We used T-Shirt sizes for estimates. T-Shirt sizes are extremely rough estimates in terms of a small number of predefined categories e.g. Small = up to 0.5 days, Medium = up to a full day, anything larger than 1 day was broken down into a series of smaller tickets.
Defined a release plan
We tagged each feature with a ‘release’ which gave us a view of how well we were progressing through a set of features related to a release. As priorities shifted and changed, we could easily update the release.
Agreed on a workflow
Typically, we use a dual-board setup in JIRA but, for this project, we had both the refinement and development taking place on the same board.
The first column was where the product owner prioritised tickets for development. As they were being refined, we would pull them into ‘solution design’ before moving them into ‘ready for development’ for the lead developer to estimate and assign. Developers would then pull tickets from this column in priority order.
Set work in progress limits
In order to maximise flow, we minimised work in progress so each column had its own worked ion one ticket at a time and didn’t work on another ticket until that was delivered.
The work in progress limits changed depending on the size of the development team which could vary during the project. However, for the majority of the project the ‘In progress’ column was limited to two items only, one for each developer.
Talked about the risks
As this was a change in approach for our client, it was important that we clearly outlined the risks associated with it. We couldn’t guarantee from the start that their budget would get them everything they needed!
One of the risks we identified early on was that our high-level estimation was based on a very condensed discovery period and therefore it was highly likely that our understanding and effort involved to deliver the MVP would grow.
Another risk associated with not undertaking a detailed discovery was that it might lead to inefficiencies later on due to change/additions in requirements which we collectively missed or couldn’t have foreseen.
We tracked ‘additions to the scope’ and discussed them in our weekly account calls. We continually had honest conversations with Generation Global about when we thought a project outcome might be impacted.
What interesting things did we find out?
Nothing stands still
We quickly realised that a normal delivery plan in a google doc didn’t suffice, so we created a more dynamic version in google sheets which was quicker to update. We reviewed this weekly with the client and project sponsor and used this time to update on progress, track additions to the scope, and discuss the potential impact on the delivery of outcomes. We also discussed Forecast dates for future releases.

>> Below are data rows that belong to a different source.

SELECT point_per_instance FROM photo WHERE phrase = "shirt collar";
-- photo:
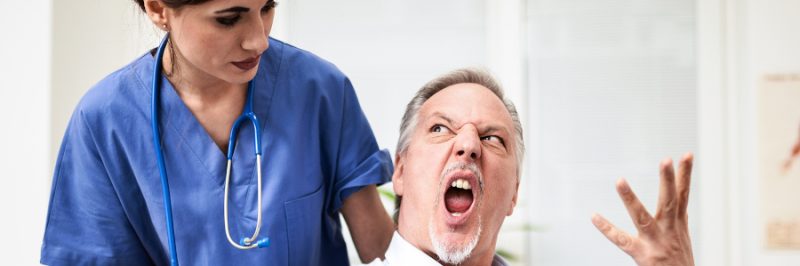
(401, 252)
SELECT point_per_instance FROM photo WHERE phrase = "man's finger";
(620, 238)
(641, 218)
(667, 197)
(683, 183)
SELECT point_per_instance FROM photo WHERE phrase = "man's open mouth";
(459, 196)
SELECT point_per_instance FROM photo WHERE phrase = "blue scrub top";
(106, 203)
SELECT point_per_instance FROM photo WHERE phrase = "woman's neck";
(195, 86)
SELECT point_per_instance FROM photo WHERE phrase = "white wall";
(770, 44)
(25, 112)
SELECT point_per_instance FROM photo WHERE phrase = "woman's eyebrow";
(236, 9)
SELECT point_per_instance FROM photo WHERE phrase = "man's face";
(458, 175)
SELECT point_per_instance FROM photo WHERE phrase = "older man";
(457, 176)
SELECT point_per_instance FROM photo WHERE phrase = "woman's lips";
(247, 64)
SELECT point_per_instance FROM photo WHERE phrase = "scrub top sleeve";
(86, 224)
(360, 162)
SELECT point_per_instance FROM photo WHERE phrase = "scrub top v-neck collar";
(176, 118)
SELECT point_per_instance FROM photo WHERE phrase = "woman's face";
(220, 40)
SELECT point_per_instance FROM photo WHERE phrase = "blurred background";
(606, 89)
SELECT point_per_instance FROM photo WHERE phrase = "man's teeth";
(461, 183)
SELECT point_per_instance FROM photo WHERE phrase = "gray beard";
(451, 253)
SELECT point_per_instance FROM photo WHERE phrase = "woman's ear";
(157, 12)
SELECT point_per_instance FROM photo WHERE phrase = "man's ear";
(397, 176)
(157, 12)
(514, 199)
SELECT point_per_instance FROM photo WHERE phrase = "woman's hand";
(663, 239)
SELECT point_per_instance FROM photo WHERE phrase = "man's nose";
(467, 144)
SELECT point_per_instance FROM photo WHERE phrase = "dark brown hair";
(173, 3)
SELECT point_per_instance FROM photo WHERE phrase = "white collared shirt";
(401, 252)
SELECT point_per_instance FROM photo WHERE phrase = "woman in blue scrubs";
(320, 156)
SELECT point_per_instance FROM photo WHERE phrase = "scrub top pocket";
(303, 223)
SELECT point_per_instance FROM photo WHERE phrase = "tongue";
(457, 200)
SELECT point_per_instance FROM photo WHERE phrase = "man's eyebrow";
(493, 128)
(236, 9)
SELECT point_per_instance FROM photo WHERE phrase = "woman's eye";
(439, 129)
(493, 138)
(228, 21)
(269, 6)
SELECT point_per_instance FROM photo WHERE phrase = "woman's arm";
(370, 226)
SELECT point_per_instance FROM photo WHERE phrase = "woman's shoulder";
(300, 61)
(119, 90)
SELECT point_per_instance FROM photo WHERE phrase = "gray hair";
(464, 75)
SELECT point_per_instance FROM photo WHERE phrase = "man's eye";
(228, 21)
(439, 129)
(493, 138)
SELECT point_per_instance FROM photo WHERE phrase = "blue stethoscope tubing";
(247, 114)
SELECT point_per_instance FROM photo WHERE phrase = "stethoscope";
(247, 114)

I was interested to hear that a couple of developers found the idea of not estimating in hours or tracking time uncomfortable. The team were concerned about how we would know if we were “on track” and they felt it was harder to track how well they were doing against the “estimate” as the sizing was intentionally vague.
In retrospect, we probably under-estimated the need to educate the team on the process and approach.
Overall we found this new way of working to have worked really well for both our team and the client.
Here are just some of the “wins” we’ve already seen as a result of working in this way together:
- We did our first release after two weeks of development starting
- We can quickly understand where delays form — a heat map report indicated that items tend to stay in QA and ‘ready for development’ longer than they should, which gives us a focus for where we need to make improvements and find further efficiencies
- We learnt that Kanban works well for this type of project
- We’re working towards using metrics to determine cycle time and throughput so eventually we might anticipate removing ‘estimates’ all together
We’d like to say thank you to the Tony Blair Institute for Global Change and the Generation Global team for their role in making this a success.